L’infidèle n’a pas bonne réputation. Menteur, tricheur, il fait souffrir les femmes, la sienne, celles qu’il rencontre. Les à priori ont la vie dure. Peut-être parce que c’est plus facile, finalement. Etre vindicatif au lieu de comprendre. Le temps passe. Je suis de moins en moins sensible aux préjugés. J’ai appris à vivre avec. Un jour, ma femme a surpris une liaison que j’entretenais. J’ai vu comme elle a souffert. Au plus profond d’elle. L’idée qu’elle se fait de l’amour, l’exclusivité. Notre couple allait mal, à ce moment. Cette révélation nous a finalement rapprochés. Mais j’aurais tant aimé pouvoir lui faire partager l’intimité de ce que je suis. Si seulement j’étais sûr qu’elle accepte de me comprendre… D’autant que j’en serais capable. Si d’aventure elle voyait un autre homme, je comprendrais sans souffrance ni amertume. Un jour, elle me rapporte une envie de libertinage. Avec un autre homme. Et moi. Elle a déjà des contacts. Elle était sûre que je serais d’accord. Plusieurs soirées. Mitigées. Parfois des moments de bonheur, avec de bons amants, agréables, sympathiques, affectueux. Et puis des soirées où j’ai dû «sauver le coup», des soirées sans intérêt. Dans ces moments où mon épouse se lâche avec un homme séduisant, ayant un talent pour le plaisir, je suis heureux. L’intérêt de ce genre de rendez-vous réside dans la qualité des personnes que l’on croise. Meilleur est l’homme, meilleur est l’amant, meilleure est ma soirée. Elle se refuse cependant à inclure une autre femme. Elle se dit moins ouverte que moi. Et pourtant, ça n’explique pas, je pense, mon infidélité. Le partage de l’intimité, avec une personne pour qui on ressent de l’affection, est un moment grisant. J’ai la faiblesse d’y succomber, parfois.

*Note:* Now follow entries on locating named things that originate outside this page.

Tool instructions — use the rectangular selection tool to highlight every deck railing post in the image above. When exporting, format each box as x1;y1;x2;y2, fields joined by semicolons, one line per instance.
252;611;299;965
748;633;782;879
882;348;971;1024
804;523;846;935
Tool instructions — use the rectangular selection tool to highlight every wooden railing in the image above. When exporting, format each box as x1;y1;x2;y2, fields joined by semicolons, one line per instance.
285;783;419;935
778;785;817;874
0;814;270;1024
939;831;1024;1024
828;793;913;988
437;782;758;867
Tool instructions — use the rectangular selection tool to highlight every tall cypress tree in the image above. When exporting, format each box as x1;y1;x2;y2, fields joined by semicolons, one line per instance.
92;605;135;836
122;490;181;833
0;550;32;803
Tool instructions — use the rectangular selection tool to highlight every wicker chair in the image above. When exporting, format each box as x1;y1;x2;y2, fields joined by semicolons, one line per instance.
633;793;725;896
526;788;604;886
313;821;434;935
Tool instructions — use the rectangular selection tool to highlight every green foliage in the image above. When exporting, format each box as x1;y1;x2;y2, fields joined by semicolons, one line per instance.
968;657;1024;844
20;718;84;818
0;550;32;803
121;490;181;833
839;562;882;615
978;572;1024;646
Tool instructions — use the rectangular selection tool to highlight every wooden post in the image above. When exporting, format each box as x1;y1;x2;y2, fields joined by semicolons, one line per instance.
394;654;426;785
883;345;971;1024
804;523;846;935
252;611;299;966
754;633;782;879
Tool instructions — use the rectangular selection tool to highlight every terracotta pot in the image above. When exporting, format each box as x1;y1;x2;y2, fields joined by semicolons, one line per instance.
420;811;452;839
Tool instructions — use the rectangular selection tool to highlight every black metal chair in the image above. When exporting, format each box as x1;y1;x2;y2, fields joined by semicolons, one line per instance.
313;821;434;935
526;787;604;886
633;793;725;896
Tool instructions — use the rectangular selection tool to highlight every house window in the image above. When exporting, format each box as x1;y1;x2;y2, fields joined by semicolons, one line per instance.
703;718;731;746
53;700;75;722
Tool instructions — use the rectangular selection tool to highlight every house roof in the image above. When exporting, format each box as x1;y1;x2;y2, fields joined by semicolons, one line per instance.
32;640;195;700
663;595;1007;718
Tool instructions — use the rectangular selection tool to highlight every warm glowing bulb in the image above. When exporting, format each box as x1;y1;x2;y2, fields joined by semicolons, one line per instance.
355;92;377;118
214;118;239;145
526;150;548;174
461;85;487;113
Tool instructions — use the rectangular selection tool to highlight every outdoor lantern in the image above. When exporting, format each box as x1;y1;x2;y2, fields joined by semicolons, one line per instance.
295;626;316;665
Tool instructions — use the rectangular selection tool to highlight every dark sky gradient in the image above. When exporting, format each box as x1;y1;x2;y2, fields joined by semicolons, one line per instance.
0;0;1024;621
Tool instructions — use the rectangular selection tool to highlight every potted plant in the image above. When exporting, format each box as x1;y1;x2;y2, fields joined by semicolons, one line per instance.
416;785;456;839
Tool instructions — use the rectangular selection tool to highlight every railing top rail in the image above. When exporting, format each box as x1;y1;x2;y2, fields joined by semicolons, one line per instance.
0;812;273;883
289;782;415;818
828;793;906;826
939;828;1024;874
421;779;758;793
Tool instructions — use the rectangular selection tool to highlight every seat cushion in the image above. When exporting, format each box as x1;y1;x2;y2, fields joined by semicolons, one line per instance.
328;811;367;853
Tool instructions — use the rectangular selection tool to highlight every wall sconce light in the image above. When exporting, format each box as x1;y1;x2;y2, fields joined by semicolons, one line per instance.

Je rêve d’une exclusivité de vie. Je trouverais plus valorisant d’être celui qui compte, finalement, aux yeux d’une femme libre de son corps et de ses désirs. Je ne peux pas, je ne veux pas me poser en propriétaire du désir et du corps de la femme que j’aime. Les couples ainsi amoureux me fascinent. Ceux qui ont conscience que l’épanouissement de chacun est un des fondements les plus forts de leur vie commune, de l’amour qu’ils partagent. C’est cette exclusivité qui me semble rare et belle. Bien plus noble que celle qui est motivée par la jalousie des sens. Cette exclusivité, je suis prêt à l’offrir, j’en ai envie. Mais la frustration n’est que plus forte en constatant que la femme pour qui j’éprouve le plus sincère amour ne peut pas entendre ce genre de choses. Voilà l’infidèle que je suis. Fou d’amour pour ma femme, terriblement attaché aux amantes qui m’ont fait le bonheur de partager leur plaisir. Je me fous des conquêtes, terme presque injurieux quand il s’agit d’affection, de désir profond et de partage des sens. Je n’ai pas besoin de reconnaissance, ou de flatter mon égo. A mes yeux, ces raisons seraient terriblement insultantes.